Chapter 6: Unsupervised Learning
Activity 20: Perform DIANA, AGNES, and k-means on the Built-In Motor Car Dataset
Solution:
- Attach the cluster and factoextra packages:
library(cluster)
library(factoextra)
- Load the dataset:
df <- read.csv("mtcars.csv")
- Set the row names to the values of the X column (the state names). Remove the X column afterward:
rownames(df) <- df$X
df$X <- NULL
Note
The row names (states) become a column, X, when you save it as a CSV file. So, we need to change it back, as the row names are used in the plot in step 7.
- Remove those rows with missing data and standardize the dataset:
df <- na.omit(df)
df <- scale(df)
- Implement divisive hierarchical clustering using DIANA. For easy comparison, document the dendrogram output. Feel free to experiment with different distance metrics:
dv <- diana(df,metric = "manhattan", stand = TRUE)
plot(dv)
The output is as follows:
Figure 6.41: Banner from diana()
The next plot is as follows:
Figure 6.42: Dendrogram from diana()
- Implement bottom-up hierarchical clustering using AGNES. Take note of the dendrogram created for comparison purposes later on:
agn <- agnes(df)
pltree(agn)
The output is as follows:
Figure 6.43: Dendrogram from agnes()
- Implement k-means clustering. Use the elbow method to determine the optimal number of clusters:
fviz_nbclust(mtcars, kmeans, method = "wss") +
geom_vline(xintercept = 4, linetype = 2) +
labs(subtitle = "Elbow method")
The output is as follows:
Figure 6.44: Optimal clusters using the elbow method
- Perform k-means clustering with four clusters:
k4 <- kmeans(df, centers = 4, nstart = 20)

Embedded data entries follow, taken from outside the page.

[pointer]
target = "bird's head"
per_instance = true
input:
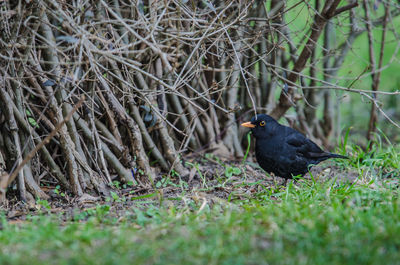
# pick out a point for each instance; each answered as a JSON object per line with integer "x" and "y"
{"x": 262, "y": 125}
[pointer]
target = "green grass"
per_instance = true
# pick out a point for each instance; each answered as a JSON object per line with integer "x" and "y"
{"x": 310, "y": 222}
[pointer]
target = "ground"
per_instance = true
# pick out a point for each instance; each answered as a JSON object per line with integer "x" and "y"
{"x": 224, "y": 212}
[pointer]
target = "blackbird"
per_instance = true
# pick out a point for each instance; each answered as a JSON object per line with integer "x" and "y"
{"x": 283, "y": 150}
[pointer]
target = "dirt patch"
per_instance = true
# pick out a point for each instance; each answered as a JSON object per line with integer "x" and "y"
{"x": 208, "y": 182}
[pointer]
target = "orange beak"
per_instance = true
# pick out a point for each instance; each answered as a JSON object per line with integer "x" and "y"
{"x": 248, "y": 125}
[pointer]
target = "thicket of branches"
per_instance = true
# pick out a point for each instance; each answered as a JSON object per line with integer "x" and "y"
{"x": 161, "y": 79}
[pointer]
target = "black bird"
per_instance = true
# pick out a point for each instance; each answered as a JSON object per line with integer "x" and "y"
{"x": 283, "y": 150}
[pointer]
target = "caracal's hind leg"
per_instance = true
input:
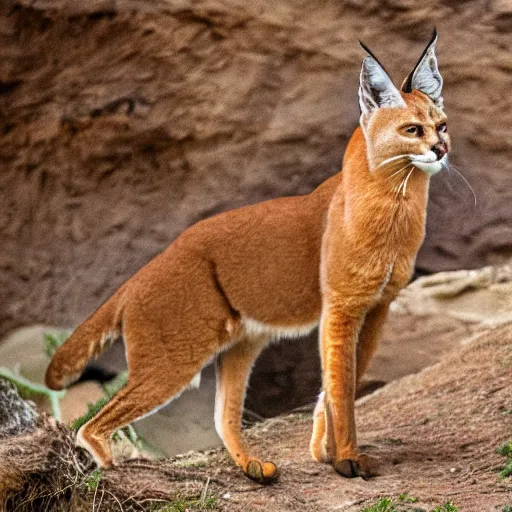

fviz_cluster(k4, data = df)
The output is as follows:
Figure 6.45: k-means with four clusters
- Compare the clusters, starting with the smallest one. The following are your expected results for DIANA, AGNES, and k-means, respectively:
Figure 6.46: Dendrogram from running DIANA, cut at 20
If we consider cutting the DIANA tree at height 20, the Ferrari is clustered together with the Ford and the Maserati (the smallest cluster):
Figure 6.47: Dendrogram from agnes, cut at 4
Meanwhile, cutting the AGNES dendrogram at height 4 results in the Ferrari being clustered with the Mazda RX4, the Mazda RX4 Wag, and the Porsche. k-means clusters the Ferrari with the Mazdas, the Ford, and the Maserati.
Figure 6.48: kmeans clustering
Clearly, the choice of clustering technique and algorithms results in different clusters being created. It is important to apply some domain knowledge to determine the most valuable end results.